Question

question 1
you are launching water balloons at a rival team using a large slingshot. the other team is set up on the opposite side of a flat - topped building that is 30.0 ft tall and 50.0 ft wide. your reconnaissance team has reported that the opposition is set up 10.0 m from the wall of the building. your balloon launcher is calibrated for launch speeds that can reach as high as 115 mph at angles between 0 and 85.0° from the horizontal. since a direct shot is not possible (the opposing team is on the opposite side of the building), you plan to splash the other team by making a balloon explode on the ground near them.
if your launcher is located 55.0 m from the building (opposite side as the opposing team), what should your launch velocity be ((a) magnitude and (b) direction) to land a balloon 5.0 meters beyond the opposing team with maximum impact (i.e. maximum vertical speed)?

Explanation:

Step1: Convert units

First, convert the height of the building from feet to meters. 1 ft = 0.3048 m, so $h = 30.0\times0.3048=9.144$ m. The width of the building in meters is $w = 50.0\times0.3048 = 15.24$ m. Also, convert the speed from mph to m/s. 1 mph = 0.44704 m/s, so $v_{max}=115\times0.44704 = 51.40$ m/s.

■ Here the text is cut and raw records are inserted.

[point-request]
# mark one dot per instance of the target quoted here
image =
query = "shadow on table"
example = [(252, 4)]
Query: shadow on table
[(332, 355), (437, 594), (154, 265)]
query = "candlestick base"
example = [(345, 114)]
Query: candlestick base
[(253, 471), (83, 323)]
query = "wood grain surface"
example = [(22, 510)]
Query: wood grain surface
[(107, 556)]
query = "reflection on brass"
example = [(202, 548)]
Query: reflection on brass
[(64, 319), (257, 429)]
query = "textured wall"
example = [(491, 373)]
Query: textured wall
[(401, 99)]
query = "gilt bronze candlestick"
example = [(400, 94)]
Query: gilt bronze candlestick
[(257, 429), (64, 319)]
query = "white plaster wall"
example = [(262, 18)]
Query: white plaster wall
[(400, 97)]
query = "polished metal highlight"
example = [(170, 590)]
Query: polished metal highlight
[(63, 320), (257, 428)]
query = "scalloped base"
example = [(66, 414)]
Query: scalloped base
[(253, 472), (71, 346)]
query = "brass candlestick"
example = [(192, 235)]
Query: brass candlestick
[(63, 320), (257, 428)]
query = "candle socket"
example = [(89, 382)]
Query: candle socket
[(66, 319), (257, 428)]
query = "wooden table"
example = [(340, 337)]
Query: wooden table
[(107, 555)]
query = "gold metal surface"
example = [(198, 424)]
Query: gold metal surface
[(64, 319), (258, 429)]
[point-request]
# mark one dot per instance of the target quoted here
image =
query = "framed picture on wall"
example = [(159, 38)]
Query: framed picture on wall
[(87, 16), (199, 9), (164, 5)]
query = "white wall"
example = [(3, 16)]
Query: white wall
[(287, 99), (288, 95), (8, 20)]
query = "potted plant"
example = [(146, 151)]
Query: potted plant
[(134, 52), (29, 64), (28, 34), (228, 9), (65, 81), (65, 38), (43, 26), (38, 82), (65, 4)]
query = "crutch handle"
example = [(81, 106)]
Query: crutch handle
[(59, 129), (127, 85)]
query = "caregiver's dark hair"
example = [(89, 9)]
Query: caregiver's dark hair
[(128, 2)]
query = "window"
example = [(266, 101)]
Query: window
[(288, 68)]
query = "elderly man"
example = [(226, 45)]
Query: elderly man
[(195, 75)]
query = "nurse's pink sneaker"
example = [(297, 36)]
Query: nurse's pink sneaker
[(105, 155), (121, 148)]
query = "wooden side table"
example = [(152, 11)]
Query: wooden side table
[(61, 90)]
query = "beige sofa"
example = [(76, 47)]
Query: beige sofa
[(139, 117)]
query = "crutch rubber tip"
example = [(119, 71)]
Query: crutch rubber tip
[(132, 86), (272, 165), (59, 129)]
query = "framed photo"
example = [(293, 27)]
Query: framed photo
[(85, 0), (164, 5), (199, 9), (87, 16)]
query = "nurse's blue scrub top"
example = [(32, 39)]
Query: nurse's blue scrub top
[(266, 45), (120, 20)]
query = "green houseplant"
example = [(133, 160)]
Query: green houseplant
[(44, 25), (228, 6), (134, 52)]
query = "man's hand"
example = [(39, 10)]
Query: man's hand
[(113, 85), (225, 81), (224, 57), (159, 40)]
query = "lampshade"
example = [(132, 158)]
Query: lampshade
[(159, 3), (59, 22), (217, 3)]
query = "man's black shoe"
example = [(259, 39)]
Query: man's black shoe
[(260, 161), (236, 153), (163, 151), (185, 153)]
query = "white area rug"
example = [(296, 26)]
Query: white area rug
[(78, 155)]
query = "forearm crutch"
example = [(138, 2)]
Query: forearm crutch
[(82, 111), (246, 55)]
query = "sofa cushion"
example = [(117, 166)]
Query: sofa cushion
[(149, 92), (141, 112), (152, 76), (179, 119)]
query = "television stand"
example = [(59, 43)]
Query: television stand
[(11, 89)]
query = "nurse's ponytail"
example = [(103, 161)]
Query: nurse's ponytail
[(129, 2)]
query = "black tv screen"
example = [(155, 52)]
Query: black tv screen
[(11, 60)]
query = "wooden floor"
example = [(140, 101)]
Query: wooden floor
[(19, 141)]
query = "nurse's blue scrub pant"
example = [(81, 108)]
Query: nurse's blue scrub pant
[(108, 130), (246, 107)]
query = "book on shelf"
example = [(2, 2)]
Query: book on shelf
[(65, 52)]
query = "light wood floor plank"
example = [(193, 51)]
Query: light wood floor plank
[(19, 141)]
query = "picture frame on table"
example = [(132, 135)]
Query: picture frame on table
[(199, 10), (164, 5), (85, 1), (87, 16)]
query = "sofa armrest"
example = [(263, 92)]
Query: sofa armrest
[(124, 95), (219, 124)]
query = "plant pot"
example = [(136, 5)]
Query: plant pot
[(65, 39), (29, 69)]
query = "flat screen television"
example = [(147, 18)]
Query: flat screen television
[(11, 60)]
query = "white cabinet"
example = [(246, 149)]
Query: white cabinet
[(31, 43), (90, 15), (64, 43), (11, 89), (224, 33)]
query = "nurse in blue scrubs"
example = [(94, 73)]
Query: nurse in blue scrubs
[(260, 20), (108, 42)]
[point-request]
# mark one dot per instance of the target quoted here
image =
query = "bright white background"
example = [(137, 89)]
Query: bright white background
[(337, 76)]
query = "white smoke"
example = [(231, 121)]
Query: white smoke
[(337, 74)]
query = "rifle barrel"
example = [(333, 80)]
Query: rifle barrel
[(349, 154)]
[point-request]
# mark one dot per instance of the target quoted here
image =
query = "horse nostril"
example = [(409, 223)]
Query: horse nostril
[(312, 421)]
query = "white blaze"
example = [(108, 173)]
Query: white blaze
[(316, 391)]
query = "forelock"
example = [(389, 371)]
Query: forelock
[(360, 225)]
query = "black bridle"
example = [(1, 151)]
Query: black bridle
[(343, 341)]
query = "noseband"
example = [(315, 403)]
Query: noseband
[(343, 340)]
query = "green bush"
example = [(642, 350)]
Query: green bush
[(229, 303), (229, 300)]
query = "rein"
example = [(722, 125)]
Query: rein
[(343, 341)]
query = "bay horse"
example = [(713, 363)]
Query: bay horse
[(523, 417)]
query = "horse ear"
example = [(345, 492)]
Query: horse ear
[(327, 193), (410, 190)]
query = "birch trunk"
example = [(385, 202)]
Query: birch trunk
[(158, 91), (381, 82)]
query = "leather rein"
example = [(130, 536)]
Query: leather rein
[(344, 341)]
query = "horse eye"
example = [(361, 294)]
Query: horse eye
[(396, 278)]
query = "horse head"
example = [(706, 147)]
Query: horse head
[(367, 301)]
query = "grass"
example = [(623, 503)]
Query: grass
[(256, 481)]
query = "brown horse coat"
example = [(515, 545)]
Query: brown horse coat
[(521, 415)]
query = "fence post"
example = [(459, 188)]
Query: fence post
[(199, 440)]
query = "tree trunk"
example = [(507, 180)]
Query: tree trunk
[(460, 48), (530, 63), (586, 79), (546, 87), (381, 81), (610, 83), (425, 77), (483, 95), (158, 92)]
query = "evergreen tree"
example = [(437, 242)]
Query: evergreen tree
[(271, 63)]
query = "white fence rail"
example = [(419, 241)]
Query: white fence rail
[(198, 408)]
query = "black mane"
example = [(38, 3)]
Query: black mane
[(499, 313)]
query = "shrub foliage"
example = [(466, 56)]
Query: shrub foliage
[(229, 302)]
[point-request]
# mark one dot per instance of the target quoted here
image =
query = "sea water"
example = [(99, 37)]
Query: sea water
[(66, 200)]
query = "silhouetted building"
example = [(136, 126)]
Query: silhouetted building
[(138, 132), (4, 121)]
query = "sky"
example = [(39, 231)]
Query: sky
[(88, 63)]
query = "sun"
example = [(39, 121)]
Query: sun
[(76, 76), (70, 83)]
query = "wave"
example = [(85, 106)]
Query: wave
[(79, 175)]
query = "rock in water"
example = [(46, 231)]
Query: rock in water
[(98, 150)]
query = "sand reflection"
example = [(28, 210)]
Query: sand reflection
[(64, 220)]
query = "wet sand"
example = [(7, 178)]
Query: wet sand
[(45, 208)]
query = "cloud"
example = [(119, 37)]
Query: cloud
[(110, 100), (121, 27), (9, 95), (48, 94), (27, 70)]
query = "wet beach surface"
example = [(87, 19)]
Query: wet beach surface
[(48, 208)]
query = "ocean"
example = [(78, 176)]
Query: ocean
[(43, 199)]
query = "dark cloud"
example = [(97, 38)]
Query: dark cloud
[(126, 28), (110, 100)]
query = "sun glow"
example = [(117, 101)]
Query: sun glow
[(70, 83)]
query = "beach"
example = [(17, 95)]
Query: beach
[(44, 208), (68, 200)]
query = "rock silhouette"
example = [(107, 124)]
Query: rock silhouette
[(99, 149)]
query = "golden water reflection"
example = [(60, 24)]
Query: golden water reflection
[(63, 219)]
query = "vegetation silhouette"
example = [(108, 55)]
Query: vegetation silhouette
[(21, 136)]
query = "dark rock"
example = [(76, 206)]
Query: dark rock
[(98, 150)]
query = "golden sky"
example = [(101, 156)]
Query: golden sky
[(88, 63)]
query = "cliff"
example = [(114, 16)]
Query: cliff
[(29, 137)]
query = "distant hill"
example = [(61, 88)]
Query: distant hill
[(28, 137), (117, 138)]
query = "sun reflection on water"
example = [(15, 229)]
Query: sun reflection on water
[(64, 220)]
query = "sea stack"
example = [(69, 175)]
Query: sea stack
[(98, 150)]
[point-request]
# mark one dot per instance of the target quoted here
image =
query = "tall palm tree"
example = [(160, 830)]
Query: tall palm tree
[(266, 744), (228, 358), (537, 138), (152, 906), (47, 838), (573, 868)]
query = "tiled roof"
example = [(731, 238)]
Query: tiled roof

Step2: Determine the horizontal - range

The horizontal distance from the launcher to the target location (5.0 m beyond the opposing team) is $x=55.0 + 15.24+10.0 + 5.0=85.24$ m.

Step3: Analyze the vertical - motion

For maximum vertical speed on impact, the balloon should be launched at the maximum allowable angle $\theta = 85.0^{\circ}$. The equations of motion for projectile - motion are: $x = v_0\cos\theta t$ and $y - y_0=v_0\sin\theta t-\frac{1}{2}gt^2$. Since $y - y_0=- 9.144$ m (negative because the target is below the launch - height), and $x = v_0\cos\theta t$, then $t=\frac{x}{v_0\cos\theta}$.
Substitute $t$ into the vertical - motion equation: $y - y_0=v_0\sin\theta\frac{x}{v_0\cos\theta}-\frac{1}{2}g(\frac{x}{v_0\cos\theta})^2$.
$y - y_0=x\tan\theta-\frac{gx^{2}}{2v_0^{2}\cos^{2}\theta}$.
We know $y - y_0=-9.144$ m, $x = 85.24$ m, and $\theta = 85.0^{\circ}$.
$\cos\theta=\cos85.0^{\circ}=0.0872$, $\sin\theta=\sin85.0^{\circ}=0.9962$, $\tan\theta=\tan85.0^{\circ}=11.43$.
$-9.144=85.24\times11.43-\frac{9.8\times(85.24)^{2}}{2v_0^{2}\times(0.0872)^{2}}$.
$85.24\times11.43 = 974.39$.
$-9.144=974.39-\frac{9.8\times7266.86}{2v_0^{2}\times0.0076}$.
$\frac{9.8\times7266.86}{2v_0^{2}\times0.0076}=974.39 + 9.144=983.534$.
$\frac{71215.23}{0.0152v_0^{2}}=983.534$.
$v_0^{2}=\frac{71215.23}{0.0152\times983.534}$.
$v_0^{2}=\frac{71215.23}{14.95}$.
$v_0^{2}=4763.69$.
$v_0 = 69.0$ m/s.

Answer:

(a) The magnitude of the launch velocity $v_0 = 69.0$ m/s.
(b) The direction of the launch velocity $\theta = 85.0^{\circ}$ above the horizontal.